To be clear, I think something like this is worth exploring but I don’t think it will see meaningful deployment in the near term.

If we were in Vegas, I would say the most expedient path is to build on what is there, while in parallel building the new thing. This can shave as much as 5 years off the time it takes to solve the problem. If nothing else this moves the CA ecosystem closer to an operational maturity capable of supporting the new system.

Ryan

My response, to his response, to my response? or short-lived certificates part 3

The conversation on short-lived certificates and their value continuesIn the most recent conversation, we have started to shift from an either or position to one where we explore what is needed to make revocation checking a viable technology, this is a topic I am passionate about.

That said, there still seems to be some confusion on short-lived certificates, specifically the author states:

Of course, the cost of short-lived certs is very high as change the whole computing infrastructure so that certificates are renewed on a daily basis (daily for it to be secure enough vs 90 day certificates in my view) and introduce this new moving part that might cause vulnerability and operational issues.

Let’s explore this “cost” argument for a moment.
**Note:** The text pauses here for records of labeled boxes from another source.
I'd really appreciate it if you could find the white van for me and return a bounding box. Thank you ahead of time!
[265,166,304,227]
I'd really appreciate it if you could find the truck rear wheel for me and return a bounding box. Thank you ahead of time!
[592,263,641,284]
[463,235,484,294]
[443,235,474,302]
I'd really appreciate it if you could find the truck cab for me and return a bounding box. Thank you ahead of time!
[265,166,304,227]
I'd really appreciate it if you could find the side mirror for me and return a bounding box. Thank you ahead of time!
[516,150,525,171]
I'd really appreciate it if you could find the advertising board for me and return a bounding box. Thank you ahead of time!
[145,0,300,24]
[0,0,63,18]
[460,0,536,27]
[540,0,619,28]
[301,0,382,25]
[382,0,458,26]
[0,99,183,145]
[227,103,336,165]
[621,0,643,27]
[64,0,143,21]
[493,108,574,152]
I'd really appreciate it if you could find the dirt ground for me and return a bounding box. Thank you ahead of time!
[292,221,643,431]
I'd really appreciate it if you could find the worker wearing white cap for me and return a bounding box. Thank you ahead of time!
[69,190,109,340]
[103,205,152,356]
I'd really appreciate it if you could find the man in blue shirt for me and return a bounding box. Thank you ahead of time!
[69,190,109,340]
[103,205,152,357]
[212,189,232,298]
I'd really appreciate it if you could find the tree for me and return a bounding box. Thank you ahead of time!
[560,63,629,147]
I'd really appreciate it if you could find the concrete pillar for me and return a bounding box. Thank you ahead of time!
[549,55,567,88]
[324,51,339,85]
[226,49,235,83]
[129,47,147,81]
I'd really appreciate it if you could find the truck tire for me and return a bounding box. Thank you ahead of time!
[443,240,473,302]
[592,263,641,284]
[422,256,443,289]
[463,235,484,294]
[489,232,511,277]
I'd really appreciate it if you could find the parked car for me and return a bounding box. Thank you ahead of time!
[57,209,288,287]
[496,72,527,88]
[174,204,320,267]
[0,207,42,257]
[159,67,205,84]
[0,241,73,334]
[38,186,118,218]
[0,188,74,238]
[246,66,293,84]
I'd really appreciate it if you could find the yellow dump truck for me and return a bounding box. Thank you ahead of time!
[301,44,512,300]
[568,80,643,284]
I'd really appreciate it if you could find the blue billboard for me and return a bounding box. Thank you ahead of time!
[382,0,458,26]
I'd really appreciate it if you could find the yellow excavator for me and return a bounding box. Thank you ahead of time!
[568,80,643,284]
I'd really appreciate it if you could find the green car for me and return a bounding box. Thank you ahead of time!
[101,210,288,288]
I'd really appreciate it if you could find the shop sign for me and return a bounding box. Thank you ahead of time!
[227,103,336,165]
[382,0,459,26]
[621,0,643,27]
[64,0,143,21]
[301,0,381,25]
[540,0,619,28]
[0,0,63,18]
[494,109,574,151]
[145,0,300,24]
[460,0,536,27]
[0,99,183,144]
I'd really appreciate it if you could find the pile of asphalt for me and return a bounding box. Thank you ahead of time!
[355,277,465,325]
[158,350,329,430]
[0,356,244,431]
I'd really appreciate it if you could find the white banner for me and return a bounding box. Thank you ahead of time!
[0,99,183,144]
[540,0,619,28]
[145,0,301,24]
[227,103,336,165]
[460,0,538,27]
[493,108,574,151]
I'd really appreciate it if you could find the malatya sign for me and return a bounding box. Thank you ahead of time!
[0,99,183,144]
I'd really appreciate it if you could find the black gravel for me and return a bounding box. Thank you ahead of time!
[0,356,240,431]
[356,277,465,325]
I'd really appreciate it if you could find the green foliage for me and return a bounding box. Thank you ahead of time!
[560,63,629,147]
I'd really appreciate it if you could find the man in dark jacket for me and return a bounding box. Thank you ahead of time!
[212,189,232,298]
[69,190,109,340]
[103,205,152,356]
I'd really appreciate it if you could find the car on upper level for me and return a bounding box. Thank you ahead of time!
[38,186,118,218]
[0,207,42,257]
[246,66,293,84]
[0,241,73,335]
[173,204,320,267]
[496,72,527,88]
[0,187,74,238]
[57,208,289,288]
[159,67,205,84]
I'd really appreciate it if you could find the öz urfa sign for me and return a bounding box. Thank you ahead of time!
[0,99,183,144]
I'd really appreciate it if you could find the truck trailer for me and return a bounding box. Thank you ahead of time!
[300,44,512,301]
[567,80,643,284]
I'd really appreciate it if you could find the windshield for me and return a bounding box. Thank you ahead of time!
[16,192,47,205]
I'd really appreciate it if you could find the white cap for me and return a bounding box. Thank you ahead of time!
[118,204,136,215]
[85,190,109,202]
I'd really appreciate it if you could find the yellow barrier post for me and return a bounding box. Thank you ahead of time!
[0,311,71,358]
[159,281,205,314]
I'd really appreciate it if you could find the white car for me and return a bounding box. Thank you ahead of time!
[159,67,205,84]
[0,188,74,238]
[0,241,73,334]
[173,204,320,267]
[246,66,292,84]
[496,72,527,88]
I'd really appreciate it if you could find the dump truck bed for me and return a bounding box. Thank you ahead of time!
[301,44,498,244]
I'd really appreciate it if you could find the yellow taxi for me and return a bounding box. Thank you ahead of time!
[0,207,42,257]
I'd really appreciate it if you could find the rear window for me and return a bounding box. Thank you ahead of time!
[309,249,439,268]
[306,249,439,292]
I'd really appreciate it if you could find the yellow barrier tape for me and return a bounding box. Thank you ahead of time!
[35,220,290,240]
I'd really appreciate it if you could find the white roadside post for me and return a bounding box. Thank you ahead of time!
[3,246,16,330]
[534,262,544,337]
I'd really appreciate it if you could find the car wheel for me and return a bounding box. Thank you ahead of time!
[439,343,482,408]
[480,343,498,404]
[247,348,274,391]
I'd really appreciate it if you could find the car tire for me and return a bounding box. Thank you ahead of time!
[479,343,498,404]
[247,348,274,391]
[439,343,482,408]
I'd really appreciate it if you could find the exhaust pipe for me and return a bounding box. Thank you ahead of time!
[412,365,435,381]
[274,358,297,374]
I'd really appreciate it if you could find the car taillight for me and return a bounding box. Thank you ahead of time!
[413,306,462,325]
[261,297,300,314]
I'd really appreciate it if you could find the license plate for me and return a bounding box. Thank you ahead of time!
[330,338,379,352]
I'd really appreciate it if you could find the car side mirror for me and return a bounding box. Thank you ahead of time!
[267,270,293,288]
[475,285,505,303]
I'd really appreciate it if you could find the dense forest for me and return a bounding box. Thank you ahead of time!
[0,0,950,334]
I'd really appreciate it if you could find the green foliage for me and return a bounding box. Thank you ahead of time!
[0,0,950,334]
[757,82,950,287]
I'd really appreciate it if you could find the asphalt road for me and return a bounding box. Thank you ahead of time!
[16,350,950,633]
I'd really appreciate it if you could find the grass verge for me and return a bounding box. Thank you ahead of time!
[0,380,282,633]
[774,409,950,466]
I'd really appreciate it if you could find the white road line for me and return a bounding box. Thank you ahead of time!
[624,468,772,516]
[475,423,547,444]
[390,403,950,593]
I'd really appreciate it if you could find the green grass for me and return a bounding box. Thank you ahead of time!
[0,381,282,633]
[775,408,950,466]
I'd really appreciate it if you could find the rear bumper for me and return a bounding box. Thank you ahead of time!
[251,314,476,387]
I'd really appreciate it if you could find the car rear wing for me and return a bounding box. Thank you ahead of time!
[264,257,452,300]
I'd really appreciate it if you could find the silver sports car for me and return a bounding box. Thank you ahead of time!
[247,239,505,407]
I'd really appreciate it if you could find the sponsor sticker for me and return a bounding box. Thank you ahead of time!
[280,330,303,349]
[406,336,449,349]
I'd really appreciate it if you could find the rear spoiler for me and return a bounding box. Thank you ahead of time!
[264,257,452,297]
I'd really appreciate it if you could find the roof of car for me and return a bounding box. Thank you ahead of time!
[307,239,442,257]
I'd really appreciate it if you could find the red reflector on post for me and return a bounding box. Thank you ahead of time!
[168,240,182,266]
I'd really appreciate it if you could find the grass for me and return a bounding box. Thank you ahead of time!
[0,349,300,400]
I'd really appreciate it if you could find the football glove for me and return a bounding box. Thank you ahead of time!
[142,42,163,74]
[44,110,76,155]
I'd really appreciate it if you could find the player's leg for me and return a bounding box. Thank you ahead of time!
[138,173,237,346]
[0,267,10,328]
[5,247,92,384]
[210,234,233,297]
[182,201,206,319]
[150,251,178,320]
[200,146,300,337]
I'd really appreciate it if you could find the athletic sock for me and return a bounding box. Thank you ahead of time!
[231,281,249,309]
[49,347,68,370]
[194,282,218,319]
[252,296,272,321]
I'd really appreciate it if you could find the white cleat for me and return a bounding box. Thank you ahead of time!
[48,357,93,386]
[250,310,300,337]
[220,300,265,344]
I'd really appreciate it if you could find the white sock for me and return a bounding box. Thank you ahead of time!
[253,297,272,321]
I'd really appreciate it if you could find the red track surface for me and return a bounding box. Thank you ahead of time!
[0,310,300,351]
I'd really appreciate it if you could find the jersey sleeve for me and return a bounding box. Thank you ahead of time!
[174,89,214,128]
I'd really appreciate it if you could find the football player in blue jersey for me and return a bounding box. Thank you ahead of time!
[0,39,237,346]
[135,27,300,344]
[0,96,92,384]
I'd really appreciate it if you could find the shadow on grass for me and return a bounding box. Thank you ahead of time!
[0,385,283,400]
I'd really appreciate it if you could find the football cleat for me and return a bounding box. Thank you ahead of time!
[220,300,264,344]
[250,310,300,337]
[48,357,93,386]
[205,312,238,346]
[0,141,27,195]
First, when I issue an end-entity certificate I minimally have to perform two cryptographic signatures, one on the certificate and one on the OCSP response (it’s actually more than this in some cases but to keep the conversation simple I have omitted the others).

If we look at the performance optimization that Firefox has implemented where they do not require revocation checking when the certificate is within a subset the resolution of the revocation period short-lived certificates can, in fact, reduce the cost for a CA. This is because you no longer need to sign two things during the first few days/hours of the life of the certificate and you do not need to distribute that response.

The only way I think short lived certificates are more expensive for the CA is if you compare a model of certificates issued for a period better measured in hours to a model with certificate validity measured in years providing weekly revocation updates. This, however, is a bad model, and something in-between is needed.

The author also believes the use of automation represents a security vulnerability, so this deserves a response. It is true that complexity is the enemy of security, it is even true that automation can if poorly implemented can hurt security. The inverse is also true, however.  It is also generally accepted that availability is a component of security and one of the more common problems in the WebPKI is poor manual management practices resulting in the lack of understanding what is deployed and those certificates that are deployed expiring [see 1,2,3, and 4] and taking down services.

It is also important to look at the big picture when evaluating the net-security benefits of automation, for example, does anyone honestly believe we would ever get to a world where the majority of the web is encrypted if organizations have to staff people to manually generate certificate requests and hand carry them to CAs? Is the net-benefit of automation of reliability and scope of deployment worth its secondary effects?

The author also suggests that a certificate must have a validity period of only a day to be “secure enough”. This seems both arbitrary and wrong, as stated previously the User Agents and WebTrust allows an OCSP response or CRL can be a week old and still be trusted.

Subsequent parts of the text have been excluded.